Will dates spike blood sugar levels?
While some of the existing data shows support for eating dates and better labor outcomes, there remains a major elephant in the room: blood sugar.
There isn’t any data that looks specifically at date consumption, blood sugar and pregnancy outcomes for both mama and baby.
However, some of the date consumption studies have included occasional blood sugar monitoring in the study protocol. Those that do specifically exclude results from any participants who experience “any derangement in random capillary glucose reading.” For those studies, any positive findings on dates can only be applied to women with normal blood sugar levels as those who experienced high blood sugar were dropped from the study.

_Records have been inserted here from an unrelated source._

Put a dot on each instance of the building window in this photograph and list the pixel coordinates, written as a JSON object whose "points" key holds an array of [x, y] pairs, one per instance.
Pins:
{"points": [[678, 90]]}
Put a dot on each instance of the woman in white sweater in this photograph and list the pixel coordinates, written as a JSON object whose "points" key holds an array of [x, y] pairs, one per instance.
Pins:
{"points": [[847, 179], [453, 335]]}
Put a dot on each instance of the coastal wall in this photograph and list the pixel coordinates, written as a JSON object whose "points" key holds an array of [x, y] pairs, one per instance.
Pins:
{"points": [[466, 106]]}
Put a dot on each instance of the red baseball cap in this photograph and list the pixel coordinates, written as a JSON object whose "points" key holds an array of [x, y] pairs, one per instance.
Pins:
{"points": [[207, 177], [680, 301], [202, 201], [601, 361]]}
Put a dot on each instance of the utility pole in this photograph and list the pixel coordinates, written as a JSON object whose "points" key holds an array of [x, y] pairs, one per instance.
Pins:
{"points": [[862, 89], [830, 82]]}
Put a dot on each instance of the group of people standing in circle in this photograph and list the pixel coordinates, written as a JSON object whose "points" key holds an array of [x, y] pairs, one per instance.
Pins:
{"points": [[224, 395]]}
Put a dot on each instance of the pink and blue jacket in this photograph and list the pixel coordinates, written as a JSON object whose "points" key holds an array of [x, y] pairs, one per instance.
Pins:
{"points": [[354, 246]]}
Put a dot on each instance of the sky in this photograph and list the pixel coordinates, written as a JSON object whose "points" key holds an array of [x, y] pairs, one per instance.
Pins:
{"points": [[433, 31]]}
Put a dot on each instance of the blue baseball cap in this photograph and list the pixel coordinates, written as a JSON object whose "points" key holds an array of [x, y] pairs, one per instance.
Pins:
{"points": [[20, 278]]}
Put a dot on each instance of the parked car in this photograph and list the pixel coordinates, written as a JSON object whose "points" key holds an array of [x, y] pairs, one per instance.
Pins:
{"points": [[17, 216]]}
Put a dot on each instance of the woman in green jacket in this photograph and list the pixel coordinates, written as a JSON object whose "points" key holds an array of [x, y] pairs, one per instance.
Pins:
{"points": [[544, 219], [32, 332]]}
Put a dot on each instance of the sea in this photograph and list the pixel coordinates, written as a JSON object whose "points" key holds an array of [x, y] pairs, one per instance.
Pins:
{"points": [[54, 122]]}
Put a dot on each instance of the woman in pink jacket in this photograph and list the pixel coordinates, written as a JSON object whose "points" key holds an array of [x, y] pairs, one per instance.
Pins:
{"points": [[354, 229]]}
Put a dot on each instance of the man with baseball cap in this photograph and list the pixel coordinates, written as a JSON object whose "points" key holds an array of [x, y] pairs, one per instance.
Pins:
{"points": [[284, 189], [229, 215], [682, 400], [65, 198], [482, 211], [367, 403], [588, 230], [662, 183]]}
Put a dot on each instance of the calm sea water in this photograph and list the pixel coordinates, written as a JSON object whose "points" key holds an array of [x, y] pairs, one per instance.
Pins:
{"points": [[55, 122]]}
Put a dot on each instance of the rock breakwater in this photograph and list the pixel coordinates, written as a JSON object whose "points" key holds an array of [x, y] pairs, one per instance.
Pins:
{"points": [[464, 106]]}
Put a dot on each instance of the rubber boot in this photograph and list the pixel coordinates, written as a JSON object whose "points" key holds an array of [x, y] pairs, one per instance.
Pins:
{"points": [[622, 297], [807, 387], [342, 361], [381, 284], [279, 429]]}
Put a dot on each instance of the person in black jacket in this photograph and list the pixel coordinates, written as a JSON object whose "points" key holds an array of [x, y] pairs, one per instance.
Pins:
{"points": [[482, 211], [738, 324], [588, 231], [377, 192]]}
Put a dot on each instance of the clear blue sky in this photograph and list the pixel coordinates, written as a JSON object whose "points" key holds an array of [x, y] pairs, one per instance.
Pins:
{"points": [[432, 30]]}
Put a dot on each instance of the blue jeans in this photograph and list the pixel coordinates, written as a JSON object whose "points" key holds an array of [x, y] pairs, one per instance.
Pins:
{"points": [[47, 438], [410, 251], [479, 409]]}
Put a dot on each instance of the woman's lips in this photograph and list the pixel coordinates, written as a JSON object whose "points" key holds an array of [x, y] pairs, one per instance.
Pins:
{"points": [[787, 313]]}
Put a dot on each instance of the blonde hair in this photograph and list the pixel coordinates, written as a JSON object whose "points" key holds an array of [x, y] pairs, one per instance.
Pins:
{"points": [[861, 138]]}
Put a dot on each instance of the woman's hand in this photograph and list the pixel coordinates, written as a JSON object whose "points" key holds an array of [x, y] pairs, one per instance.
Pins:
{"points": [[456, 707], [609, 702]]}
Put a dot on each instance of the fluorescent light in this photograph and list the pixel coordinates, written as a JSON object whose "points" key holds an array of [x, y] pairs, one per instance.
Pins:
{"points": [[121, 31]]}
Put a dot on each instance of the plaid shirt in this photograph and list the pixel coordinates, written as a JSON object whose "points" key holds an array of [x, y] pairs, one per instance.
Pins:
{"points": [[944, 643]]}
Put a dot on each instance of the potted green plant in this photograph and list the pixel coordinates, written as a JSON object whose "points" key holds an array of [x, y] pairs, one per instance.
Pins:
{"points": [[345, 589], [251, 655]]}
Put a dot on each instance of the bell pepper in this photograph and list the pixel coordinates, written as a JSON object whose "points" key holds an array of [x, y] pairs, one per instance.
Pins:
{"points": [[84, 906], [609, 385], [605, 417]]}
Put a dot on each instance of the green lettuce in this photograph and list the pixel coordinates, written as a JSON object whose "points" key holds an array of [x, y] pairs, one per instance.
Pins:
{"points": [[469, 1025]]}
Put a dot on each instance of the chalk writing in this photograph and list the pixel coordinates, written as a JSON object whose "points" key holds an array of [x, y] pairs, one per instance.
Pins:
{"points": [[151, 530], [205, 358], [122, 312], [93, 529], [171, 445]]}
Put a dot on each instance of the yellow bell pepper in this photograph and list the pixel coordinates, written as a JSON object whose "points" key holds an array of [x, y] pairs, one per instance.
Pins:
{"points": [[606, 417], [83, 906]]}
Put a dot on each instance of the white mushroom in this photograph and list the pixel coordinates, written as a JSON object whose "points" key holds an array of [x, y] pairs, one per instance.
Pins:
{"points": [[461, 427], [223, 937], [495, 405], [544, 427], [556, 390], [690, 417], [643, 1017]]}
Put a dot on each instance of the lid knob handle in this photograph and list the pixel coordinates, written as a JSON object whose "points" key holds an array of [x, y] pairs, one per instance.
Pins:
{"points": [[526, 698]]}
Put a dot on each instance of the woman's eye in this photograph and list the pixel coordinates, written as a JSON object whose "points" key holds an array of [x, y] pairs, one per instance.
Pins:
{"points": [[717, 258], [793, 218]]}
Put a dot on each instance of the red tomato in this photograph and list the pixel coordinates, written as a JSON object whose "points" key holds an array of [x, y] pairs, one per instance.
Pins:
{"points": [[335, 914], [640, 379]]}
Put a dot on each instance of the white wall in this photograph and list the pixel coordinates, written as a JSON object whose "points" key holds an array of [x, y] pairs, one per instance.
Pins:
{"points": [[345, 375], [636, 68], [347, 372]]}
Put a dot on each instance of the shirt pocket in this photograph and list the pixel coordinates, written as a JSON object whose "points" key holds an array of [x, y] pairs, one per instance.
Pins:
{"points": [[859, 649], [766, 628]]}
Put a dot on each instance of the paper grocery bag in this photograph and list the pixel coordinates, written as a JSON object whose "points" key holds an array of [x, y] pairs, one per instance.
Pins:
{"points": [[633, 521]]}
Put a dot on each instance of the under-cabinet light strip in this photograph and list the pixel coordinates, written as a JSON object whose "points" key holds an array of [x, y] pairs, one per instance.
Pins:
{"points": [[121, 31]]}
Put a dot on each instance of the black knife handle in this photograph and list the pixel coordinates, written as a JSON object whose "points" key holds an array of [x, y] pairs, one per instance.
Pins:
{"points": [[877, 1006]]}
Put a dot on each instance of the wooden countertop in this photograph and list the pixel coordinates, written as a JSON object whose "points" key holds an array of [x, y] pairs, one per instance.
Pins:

Let’s remember that dates are EXTREMELY high in carbohydrates (providing about 75 g of cerbohydrates per every 100 g, most of which is sugar). Approximately half of the sugar in dates is glucose, which causes a significant and rapid blood sugar spike. In the chart below, you can see that the available carbohydrate (what your body digests) and glycemic load is much higher for dates than other fruits. This particular chart only included a few types of dates, but there are many varieties of dates available, with a typical glycemic index ranging from 43 to 75. In the chart below, the glycemic index ranged from 36 to 103. For reference a glycemic index of 100 is equivalent to pure glucose.
In one study performed in non-diabetic, non-pregnant adults (13 females and 8 males), blood glucose responses were compared after the consumption of 10 dates (Deglet Noor and Khala varieties) versus a standardized 75 gram glucose tolerance test. The blood sugar responses were almost identical. That’s right, dates spiked blood sugar just as much as the dreaded glucose drink.
Should women with gestational diabetes eat dates? What if you passed your gestational diabetes screening?
If you have known blood sugar issues (currently diagnosed with gestational diabetes or are at risk for gestational diabetes), then I do not recommend eating dates. There are many risks involved with GD, to include increased risk of macrosomia, preterm labor, and preeclampsia.
Even if you passed your gestational diabetes screening and your pregnancy has been ‘normal’ thus far, you may want to be cautious with the quantity of dates eaten in one sitting. No matter who you are, eating 4-6 dates all in one setting, will most certainly cause your blood sugar to spike.
This type of postprandial hyperglycemia (post-meal high blood sugar) has been linked to macrosomia, neonatal hyperinsulinemia, and fetal hypoglycemia, even in infants of mothers who only had “mild gestational hyperglycemia” (meaning they do not have a formal diagnosis of gestational diabetes). In other words, babies born to mothers with mildly elevated blood sugar were more likely to grow larger than expected, have higher than normal insulin levels, and to have their blood sugar drop dangerously low after birth.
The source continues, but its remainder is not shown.